As an entrepreneur, recognizing the worth of your business is incredibly important. This is because your business no matter how small it might be is one of your significant assets. Besides that, being always aware of how valuable your business makes it easy for you to make urgent decisions.
For instance, you might need to make an urgent exit, and if you are aware of the value of your small or medium-sized entity, then your succession process will be exceptionally smooth sailing as you will get what you deserve and be merry on your way. There are plenty of other reasons why you should ensure your business undergoes valuation every year. We have outlined them below, as well as the various techniques used in business valuation.
What Exactly Does Business Valuation Mean?

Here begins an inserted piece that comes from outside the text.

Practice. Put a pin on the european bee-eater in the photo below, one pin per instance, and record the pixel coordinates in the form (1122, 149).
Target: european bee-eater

To put it simply, a business valuation refers to the procedures and processes that help determine the economic worth of an entity. Most companies carry out an assessment every year for various purposes the primary one being to determine the value of the entity. A small business valuation is also highly significant as it allows the entrepreneur to decide whether the business is experiencing growth, stagnation or a decline.
Other common reasons why businesses conduct valuations are as follows
– For exit or retirement strategy planning
– To evaluate the value of an offer placed by an investor interested in buying the business and negotiate the sale hence coming up with a price that is acceptable to both parties.
– To determine the capital gain
– For conflict resolution among shareholders or partners.
– To justify the annual per share value of ESOP
– To value a business while it’s undergoing a bankruptcy process
– For the equitable division of assets during a marital dissolution
– For mergers and acquisitions
Even though there are myriad other reasons why entities carry out business valuations, the above are the most common. Now that you are aware why this process is of the essence, below are the various methods used to determine the worth of a business.
In this approach, your appraiser, or the company you’ve hired to conduct the valuation usually takes all your assets into account and deducts the liabilities. In other words, the appraiser adds all receivables, for instance, cash, property, stock, equipment and any other assets that are under the business name together, and then deducts liabilities, such as bank debts from the total. What remains is termed as the net asset value and is also your business’s value.
Income Approach and Market Approach
As the name suggests, this methodology determines the value of a business based on its income. This approach focuses on discretionary and net cash flow and additionally the capitalization of earnings. In this approach, the appraiser determines the economic worth of an entity by comparing it to businesses that are similar to your which have undergone a recent sale. However, it is effective if there are many businesses in the same realm as you.